Kubernetes, the world of containers, is there. The discussion could be very powerful when proposing a hybrid platform that offers both benefits. On one hand, SaaS would allow you to start rapidly and make mistakes and, if the case use works, you will it have for three years. Simply move it to your DataCenter, since in the medium term it will be cheaper. You won’t “marry” any cloud, and although you use their new platform, which belongs to Apache in some way, there would always be theoretical ways out.
- Creates a superior unified platform and clear industry standard from the Edge to AI, substantially benefiting customers, partners and the community
- Expands market opportunity with complementary offerings, including Hortonworks DataFlow and Cloudera Data Science Workbench
We can consider the messages by combining them. Joining differential HDF modules for ingest and Edge capacity with NIFI, integration, etc. along with analytical capabilities, called AI, they achieve an end-to-end, solid and complete platform.
- Accelerates market development and fuels innovation in IoT, streaming, data warehouse, hybrid cloud, machine learning/AI
- The message here is that the solution is complete, solid, and functions for all data case uses required by companies, in a hybrid model that currently does not exist.
- Enhances partnerships with public cloud vendors and systems integrators
Joining them allows you as a company to negotiate with customers, partners, especially in the cloud, with more strength to control the community (if they let you, of course).
Conclusions
In the absence of validation by all the entities of the merger, we are facing a great earthquake in the world of Big Data. It seems that years ago there were certain approaches when Horton was not going through a good period, but clearly the balance of forces is now totally different. This is a movement that in hindsight and seeing the facts, seems logical, but perhaps one week ago, nobody had it in their options.
- It will be necessary to see how the community reacts and if the new company wants to have too much control, because it has been demonstrated that the open source world distrusts these controls.
- It will be necessary to see how clients react, because they always want to have several options for comparison, and perhaps this is the opportunity for others, like MapR or Stratio, to appear strongly in the panorama.
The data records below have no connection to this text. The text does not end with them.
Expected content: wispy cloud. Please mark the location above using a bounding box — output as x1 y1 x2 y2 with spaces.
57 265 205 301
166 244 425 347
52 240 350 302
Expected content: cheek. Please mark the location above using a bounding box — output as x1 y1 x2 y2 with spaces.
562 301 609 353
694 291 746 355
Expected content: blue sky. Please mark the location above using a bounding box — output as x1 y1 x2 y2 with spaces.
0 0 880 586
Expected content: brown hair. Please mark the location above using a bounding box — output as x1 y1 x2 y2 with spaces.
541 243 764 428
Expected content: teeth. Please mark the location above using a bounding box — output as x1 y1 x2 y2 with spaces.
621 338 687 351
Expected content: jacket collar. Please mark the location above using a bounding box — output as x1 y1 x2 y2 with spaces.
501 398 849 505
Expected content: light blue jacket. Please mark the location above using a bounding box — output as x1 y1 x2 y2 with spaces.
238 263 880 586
We must also see the issue of price, as they are clearly different.
- We must also see how the Cloud vendors react, who were somehow ally-rivals until now, and they will possibly have to see how they will continue in the future.
What is certain is that the data market will evolve and the tools and platforms that companies will have at their disposal will be more complete and better able to continue strengthening company’s business processes, permeating each corner of the company with analytics.
Now more than ever: “Put Intelligence to Work”.